Özel güvenlik, kamusal tehlike
"Vali ile Veli" özel güvenlik şirketi de kurulunca... Yani, bir zamanlar dünyanın en büyük kentlerinden birinin güvenliğinden sorumlu en üst makamda oturan eski İstanbul Valisi Erol Çakır ile... Bir zamanlar vatanın güvenliğinden sorumlu Silahlı Kuvvetler'de tuğgeneralliği idrak etmiş, bu arada "derin güvenlik" meselelerine de vakıf olmuş Veli Küçük de şirket kurunca... Sektör daha bir ışıl ışıl oldu!
*** Parası olanın ve parasını verenin daha yakından ve hem özel, hem güzel korunması iyi bir şey tabii. Bir zamanlar, kamu parasıyla devletten koruma alanlar şimdi bunu kendileri üstleniyor. Lakin ortaya şöyle bir şey çıktı. Bankalar, şirketler, işyerleri, alışveriş merkezleri, siteler, hatta bazı sokaklar vesaire, "özel güvenlik" tarafından, hepsi cihazlara, aramalara birer "potansiyel suçlu" olarak girip masumiyet ispatlayarak kurtulan vatandaşlara karşı korunuyor. Ama sıradan, olağan, mütevazı, kendi halinde, kendi bütçesinde vatandaşın kendi özel ordusunu kurma imkanı yok. O tam tersine, bu özel kuvvetler tarafından "potansiyel düşman" muamelesiyle üstü başı (yeni yasa bu "polis yetkisi"ni de veriyor), çantası, torbası, cepleri, paçaları, arabası, bagajı aranan, "olağan şüpheli." Evet, "özel ordu." 200 bin kişilik bir muvazzaf mevcuttan söz ediliyor. Yeni yasayla birlikte, güvenlik elemanının eğitim düzeyi yükselecek ama ordu mevcudu da büyüyecek. Eski polis, eski asker, askerliğini yapmış lise mezunu ve benzerleri için geniş bir silahlı, külahlı sektör. Şurayı burayı şuna buna karşı korusun diye, ellerine 300-350 milyon lira tutuşturulan, ama kelle başına şirketlerine en az 1 milyar lira kazandıran neferlerden kurulu bir lejyon ordusu.
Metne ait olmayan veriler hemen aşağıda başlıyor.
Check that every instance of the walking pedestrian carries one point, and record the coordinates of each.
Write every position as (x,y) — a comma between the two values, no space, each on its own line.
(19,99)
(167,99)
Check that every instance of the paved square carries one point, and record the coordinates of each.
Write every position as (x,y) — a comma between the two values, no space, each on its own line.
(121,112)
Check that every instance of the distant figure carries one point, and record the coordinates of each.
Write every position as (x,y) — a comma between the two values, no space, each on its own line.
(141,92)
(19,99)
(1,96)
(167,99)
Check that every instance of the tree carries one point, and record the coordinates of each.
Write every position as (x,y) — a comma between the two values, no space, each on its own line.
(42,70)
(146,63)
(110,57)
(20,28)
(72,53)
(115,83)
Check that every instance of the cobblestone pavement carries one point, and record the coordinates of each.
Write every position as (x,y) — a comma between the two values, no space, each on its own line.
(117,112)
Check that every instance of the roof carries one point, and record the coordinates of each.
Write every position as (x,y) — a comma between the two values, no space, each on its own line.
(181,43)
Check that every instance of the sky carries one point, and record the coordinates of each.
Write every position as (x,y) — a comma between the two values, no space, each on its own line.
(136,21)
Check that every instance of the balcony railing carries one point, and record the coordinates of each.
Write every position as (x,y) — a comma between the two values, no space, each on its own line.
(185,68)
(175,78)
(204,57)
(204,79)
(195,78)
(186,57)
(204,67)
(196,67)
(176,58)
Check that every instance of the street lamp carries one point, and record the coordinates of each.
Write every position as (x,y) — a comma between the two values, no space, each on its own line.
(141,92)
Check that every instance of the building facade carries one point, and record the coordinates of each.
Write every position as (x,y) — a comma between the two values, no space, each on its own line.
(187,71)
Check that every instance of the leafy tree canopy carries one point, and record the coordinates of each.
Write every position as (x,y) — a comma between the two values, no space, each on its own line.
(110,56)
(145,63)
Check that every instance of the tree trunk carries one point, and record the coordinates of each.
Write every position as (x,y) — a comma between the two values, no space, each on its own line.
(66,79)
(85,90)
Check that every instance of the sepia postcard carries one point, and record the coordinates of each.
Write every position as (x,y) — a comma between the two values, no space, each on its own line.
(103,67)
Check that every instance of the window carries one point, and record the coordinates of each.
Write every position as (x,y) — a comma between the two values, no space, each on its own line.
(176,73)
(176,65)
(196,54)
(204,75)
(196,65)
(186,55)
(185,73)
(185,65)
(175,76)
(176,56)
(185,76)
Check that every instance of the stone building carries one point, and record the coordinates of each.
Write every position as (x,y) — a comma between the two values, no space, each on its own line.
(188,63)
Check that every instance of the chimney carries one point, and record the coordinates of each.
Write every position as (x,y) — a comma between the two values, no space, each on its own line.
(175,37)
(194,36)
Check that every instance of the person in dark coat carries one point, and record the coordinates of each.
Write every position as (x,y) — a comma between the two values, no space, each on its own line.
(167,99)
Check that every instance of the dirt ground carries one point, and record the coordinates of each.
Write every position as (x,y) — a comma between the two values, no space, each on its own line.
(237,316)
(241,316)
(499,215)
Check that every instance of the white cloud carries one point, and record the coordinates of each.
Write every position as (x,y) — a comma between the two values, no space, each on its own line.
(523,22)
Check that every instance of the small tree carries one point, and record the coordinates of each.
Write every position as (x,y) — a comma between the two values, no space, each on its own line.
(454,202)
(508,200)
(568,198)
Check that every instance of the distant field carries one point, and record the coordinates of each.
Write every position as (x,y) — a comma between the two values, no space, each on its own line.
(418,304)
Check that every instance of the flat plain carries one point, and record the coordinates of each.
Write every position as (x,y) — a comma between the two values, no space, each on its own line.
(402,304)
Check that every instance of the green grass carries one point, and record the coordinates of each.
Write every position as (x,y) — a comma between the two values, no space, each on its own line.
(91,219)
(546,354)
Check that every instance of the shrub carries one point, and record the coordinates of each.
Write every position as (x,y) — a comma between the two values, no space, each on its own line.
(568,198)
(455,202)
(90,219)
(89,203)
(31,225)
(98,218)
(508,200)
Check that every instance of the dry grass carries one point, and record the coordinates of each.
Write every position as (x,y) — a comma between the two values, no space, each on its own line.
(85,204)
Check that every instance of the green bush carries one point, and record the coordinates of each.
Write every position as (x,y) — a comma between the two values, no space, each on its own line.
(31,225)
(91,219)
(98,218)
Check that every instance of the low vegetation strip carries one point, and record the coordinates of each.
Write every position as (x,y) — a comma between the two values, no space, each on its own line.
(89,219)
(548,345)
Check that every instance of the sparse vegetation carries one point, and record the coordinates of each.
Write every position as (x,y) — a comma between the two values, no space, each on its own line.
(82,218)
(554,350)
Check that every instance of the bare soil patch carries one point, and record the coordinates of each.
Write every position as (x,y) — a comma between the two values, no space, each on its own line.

*** O kadar korkmalı mı, bilmiyorum ama, CHP İzmir Milletvekili Hakkı Ülkü, endişeli mesela: "Özel güvenlik şirketleri; çetelere, çapulcu ordularına, mafya örgütlerine, korku imparatorluklarına dönüşebilir" diyor. Belki tam öyle olmaz. Belki tersi olur. Yani, kimi yerde, kimi zaman, kimi çeteler, çapulcu orduları, mafya örgütleri, korku imparatorlukları "özel güvenlik şirketi" haline gelebilir. Belki gelmez. Ama bu tür şirketlerin mantar gibi bittiği ABD, İngiltere, Güney Afrika, İsrail gibi ülkeler, dünyanın her karışık köşesine de uzanan bu faaliyetler yüzünden, ciddi bir "paralı asker" tartışmasına muhataplar. Çünkü iş, özel darbelere, özel sorgulara, özel işkencelere, özel suikastlara, özel provokasyonlara, kamusal güvensizliğe ve kamusal tehlikeye kadar uzanıyor.
*** Ama işin asıl özü şu: Geleneksel olarak bir kamu görevi ve hizmeti olan herhangi bir şey, bu arada "güvenlik" özelleşmeye başladığı zaman, bu öncelikle toplumdaki varlıklı ve güçlülerin, sadece suçlulara karşı değil, sıradan insanlara karşı da "silahlı üstünlük" sağlamasıdır. Bir kamu güvenlik görevlisi gibi grev hakkı bile olmadan, çoğu üç paraya cepheye (kapıya, bacaya) sürülen özel güvenlikçiler eliyle, kamuya karşı özel bir savunma hattı kurulmasıdır! "Herkes başının çaresine baksın" yabaniliğinin, bir azınlığı, çoğunluk karşısında daha da güçlü kılmasıdır.